Background 28% of US children aged 2 to 5 years old have early childhood caries (ECC), a disease that is largely preventable if children receive early and consistent oral health interventions. Yet, strategies ensuring timely delivery of these services remain unclear.
Objectives To describe efforts in two primary care centers to increase rates of oral health education (OHE) and fluoride varnish (FV) applications during well-child visits.
Methods In accordance with American Academy of Pediatrics Guidelines (released September 2015), we implemented universal OHE and FV applications in children under 5 years of age. Nurses entered patient caries risk assessment responses into electronic medical records (EMR). The frequency of FV applications and billing were assessed through monthly automated EMR data extraction.
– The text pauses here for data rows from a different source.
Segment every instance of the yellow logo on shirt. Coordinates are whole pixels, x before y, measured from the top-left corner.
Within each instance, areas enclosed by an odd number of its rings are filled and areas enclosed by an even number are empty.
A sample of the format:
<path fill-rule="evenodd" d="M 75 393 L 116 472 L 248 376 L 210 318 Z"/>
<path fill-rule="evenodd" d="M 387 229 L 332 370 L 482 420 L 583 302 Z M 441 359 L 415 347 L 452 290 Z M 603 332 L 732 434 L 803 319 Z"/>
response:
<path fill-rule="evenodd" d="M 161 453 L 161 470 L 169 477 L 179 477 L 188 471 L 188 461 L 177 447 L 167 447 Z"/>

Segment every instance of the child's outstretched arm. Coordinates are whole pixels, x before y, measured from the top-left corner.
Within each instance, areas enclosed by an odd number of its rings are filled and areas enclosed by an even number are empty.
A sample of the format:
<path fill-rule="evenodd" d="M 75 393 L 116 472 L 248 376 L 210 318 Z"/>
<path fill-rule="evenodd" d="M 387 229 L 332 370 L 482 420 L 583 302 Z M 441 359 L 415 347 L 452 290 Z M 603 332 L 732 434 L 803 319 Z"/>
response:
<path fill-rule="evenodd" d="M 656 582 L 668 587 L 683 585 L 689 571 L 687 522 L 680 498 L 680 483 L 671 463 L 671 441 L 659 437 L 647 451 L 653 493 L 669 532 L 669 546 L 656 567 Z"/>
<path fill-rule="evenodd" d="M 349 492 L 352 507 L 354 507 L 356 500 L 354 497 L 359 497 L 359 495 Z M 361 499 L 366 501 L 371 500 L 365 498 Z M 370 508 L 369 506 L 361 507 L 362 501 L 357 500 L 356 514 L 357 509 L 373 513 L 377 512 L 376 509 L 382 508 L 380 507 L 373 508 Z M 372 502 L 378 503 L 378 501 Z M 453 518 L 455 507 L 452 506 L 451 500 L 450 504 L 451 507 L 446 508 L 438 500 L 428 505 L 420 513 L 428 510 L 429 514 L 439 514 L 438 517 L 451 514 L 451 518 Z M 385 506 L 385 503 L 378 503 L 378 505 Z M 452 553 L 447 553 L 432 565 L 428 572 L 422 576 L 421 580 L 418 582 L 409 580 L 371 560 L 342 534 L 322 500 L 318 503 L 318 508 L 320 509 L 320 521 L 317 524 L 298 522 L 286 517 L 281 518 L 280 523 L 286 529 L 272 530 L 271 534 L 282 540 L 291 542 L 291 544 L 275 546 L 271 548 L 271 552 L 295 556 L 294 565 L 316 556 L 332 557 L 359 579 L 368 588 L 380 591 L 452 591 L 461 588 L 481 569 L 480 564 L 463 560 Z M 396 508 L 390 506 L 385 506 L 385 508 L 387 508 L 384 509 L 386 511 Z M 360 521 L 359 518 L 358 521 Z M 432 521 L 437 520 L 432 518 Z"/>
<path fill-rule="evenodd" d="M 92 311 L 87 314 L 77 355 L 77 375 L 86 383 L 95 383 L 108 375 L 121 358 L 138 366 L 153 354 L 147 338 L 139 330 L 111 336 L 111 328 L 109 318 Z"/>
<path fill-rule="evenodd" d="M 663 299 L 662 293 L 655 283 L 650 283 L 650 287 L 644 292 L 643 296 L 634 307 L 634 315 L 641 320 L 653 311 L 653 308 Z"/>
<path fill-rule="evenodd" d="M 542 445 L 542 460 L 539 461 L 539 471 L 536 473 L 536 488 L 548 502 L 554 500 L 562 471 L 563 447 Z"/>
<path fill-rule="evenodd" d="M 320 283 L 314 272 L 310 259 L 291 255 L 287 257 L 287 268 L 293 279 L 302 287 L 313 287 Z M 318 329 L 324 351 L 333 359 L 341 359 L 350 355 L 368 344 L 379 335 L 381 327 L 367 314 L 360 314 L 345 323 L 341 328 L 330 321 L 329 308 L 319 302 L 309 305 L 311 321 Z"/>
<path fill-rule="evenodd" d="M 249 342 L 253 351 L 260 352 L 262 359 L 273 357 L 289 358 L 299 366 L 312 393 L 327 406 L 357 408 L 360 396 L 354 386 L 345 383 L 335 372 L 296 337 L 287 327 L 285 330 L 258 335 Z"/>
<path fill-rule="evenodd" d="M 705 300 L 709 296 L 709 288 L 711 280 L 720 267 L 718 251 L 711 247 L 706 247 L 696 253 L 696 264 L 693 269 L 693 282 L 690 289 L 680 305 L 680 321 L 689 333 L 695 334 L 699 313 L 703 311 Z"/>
Key PDSA intervention cycles included implementation of nursing-driven protocols to allow independent abbreviated OHE and FV applications, daily automated data reports on completed and eligible OHE and FV, reminder signage and email newsletters, in-person communications, and redesign of the billing sheet layout.
Results Over a 20 month period, in Center 1, FV orders increased from 57% to 80% and FV billing increased from 10% to 70%, while OHE was largely maintained above the target of 80%. In Center 2, FV orders and billing increased from 42% to 67% and 10% to 36% respectively, while OHE currently averages 59%.